Se me ocurrió ver el debate entre Cañete y Valenciano, nuestros flamantes candidatos a las elecciones europeas, como aquel que pasa por allí, sin pretensión alguna, eso sí, con cierta curiosidad morbosa por ver si de verdad sabían algo de Europa, qué planes tenían sobre su situación actual y si sabían qué se esperaba de ellos como representantes de España. Como muchos españoles, sabía de sobra que cualquier discusión ( o si prefieren llamarle “debate”…) entre PP y PSOE  consistiría, se tratase del tema que se tratase, de un “pues vosotros más” tras otro. Que si vosotros robáis… pues vosotros más… que si con vosotros hay paro… pues con vosotros había más… en fin, que son como niños… pero eso me lo espero.

debate

Lo que no me espero es que tras un debate tedioso donde, al parecer, Europa era lo de menos, un debate previamente pactado y en el que se acusó por ambas partes una falta de espontaneidad pasmosa, donde ambos se limitaron a repetir incesantemente acusaciones de lo mal que lo han hecho unos y otros, el candidato popular excuse su mediocre participación diciendo que fue “benevolente” con su oponente “por su condición de mujer”.

Parece que el señor Cañete no quiere que le tilden de machista y por tanto… no sacó todas sus armas. Al parecer, si a su juicio, tuviese enfrente a un oponente de su nivel, según sus palabras… entraría a matar… “Si haces un abuso de superioridad intelectual, parece que eres un machista y estás acorralando a una mujer indefensa” resulta entonces que hay dos clases de ciudadanos para el candidato de los populares, la mitad que está a su nivel y con los que puede discutir sobre cualquier tema sin problemas… y luego… la otra mitad, esa con la que tiene que cortarse, no vaya a ser que se le acuse de “machista”, no vaya a ser que crean que considera al otro el sexo “débil”.

En fin, comprenderéis que a estas alturas ya no me echo las manos a la cabeza por comentarios como estos hacia las mujeres, el tema de la modificación de la ley del aborto me sigue chirriando como a muchos de vosotros, pero empiezo a acostumbrarme, ya casi ni me duele, ya casi me hace gracia… casi… porque la verdad es que, si la mayoría decide que este hombre nos representa, todo lo que él diga también se considerará que lo hace y, por tanto, Europa, ésa de la que no se habló ayer, sacará la conclusión de que esa es una teoría que se comparte en este país y eso si que me duele y… os aseguro, no me hace nada de gracia.

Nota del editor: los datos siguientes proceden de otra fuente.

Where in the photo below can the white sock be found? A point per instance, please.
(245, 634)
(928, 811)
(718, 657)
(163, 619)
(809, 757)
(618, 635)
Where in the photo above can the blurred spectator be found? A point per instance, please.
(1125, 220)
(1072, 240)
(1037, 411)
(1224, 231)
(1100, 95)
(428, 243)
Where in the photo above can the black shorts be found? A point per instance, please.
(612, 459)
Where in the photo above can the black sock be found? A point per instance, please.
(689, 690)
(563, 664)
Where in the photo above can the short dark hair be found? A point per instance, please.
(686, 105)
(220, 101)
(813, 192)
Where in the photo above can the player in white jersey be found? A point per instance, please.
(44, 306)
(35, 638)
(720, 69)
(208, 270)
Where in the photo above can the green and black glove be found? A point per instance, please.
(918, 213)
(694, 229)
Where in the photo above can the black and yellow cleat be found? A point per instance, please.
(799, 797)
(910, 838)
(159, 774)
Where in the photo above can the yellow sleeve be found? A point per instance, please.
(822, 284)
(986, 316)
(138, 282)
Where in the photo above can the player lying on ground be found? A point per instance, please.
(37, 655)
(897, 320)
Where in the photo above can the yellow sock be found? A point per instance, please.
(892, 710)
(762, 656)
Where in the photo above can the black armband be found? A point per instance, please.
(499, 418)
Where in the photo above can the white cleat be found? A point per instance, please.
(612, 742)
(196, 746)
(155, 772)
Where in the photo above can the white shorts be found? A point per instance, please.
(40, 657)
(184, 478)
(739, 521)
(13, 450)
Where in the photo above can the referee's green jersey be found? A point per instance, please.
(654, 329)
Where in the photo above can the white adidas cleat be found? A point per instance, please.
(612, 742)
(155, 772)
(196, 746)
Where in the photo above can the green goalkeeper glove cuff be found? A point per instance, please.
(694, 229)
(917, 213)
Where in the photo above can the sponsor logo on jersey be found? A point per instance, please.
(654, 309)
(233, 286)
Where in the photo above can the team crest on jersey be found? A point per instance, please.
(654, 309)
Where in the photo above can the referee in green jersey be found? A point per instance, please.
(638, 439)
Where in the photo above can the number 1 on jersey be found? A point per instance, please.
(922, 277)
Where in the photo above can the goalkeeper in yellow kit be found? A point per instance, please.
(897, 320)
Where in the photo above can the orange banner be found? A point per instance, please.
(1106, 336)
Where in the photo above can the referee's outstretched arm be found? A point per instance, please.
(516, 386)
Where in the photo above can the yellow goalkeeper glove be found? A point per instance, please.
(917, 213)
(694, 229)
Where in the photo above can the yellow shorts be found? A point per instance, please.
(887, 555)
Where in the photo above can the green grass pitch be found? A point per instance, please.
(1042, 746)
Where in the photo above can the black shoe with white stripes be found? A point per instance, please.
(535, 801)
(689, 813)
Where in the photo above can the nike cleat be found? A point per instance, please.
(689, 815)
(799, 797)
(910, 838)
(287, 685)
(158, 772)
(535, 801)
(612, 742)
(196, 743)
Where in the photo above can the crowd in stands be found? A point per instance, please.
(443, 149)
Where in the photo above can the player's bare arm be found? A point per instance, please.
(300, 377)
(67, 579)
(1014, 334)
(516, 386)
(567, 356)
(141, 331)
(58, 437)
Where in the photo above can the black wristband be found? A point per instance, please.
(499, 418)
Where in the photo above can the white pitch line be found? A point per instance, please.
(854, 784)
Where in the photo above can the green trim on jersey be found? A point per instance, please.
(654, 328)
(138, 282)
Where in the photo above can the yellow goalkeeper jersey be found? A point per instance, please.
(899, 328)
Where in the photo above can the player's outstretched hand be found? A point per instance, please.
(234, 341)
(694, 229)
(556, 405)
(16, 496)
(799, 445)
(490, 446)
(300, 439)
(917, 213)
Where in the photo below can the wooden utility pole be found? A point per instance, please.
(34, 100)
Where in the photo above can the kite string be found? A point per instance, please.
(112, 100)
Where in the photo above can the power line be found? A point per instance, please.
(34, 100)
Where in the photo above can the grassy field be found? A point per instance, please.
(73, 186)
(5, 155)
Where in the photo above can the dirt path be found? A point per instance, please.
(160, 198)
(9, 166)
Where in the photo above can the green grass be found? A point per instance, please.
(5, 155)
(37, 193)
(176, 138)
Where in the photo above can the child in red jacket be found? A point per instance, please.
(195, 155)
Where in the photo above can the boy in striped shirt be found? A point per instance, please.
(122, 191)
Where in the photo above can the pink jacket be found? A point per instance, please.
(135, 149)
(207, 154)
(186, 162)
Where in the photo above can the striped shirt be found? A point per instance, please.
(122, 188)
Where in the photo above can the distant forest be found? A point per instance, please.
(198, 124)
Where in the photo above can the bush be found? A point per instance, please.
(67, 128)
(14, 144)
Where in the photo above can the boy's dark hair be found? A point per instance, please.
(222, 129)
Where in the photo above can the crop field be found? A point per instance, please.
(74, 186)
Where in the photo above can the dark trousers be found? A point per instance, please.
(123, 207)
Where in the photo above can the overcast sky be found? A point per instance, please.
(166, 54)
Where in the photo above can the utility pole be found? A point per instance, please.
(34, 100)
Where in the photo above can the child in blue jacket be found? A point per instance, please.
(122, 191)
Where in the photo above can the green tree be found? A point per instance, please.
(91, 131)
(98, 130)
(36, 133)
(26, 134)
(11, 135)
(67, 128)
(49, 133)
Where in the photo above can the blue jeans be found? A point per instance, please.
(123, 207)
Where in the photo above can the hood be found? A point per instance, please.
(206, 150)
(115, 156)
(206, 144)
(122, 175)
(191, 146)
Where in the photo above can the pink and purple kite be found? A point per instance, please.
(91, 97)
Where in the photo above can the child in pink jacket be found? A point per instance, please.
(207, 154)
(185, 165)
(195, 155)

Como Valenciano, soy una mujer con estudios superiores, tengo opinión y criterio y, desde luego, no necesito que ningún hombre con estudios superiores iguales a los míos y obtenidos en igualdad de condiciones, me trate de forma paternalista y, si lo hace, pues me parece que su opinión no debería representar a nadie, y menos en foros públicos. Porque, sólo tal vez, si le elegimos como nuestro representante en Europa y le toca debatir los intereses de España con una mujer no los defienda todo lo bien que cabría esperar en un cargo como el suyo… aunque para él mejor… pues si se enfrenta a ella y no lo hace bien, o se pone nervioso, siempre podrá poner como excusa el hecho de que lo hizo mal a cosa hecha… ya sabéis… para que nadie le tilde de “machista”.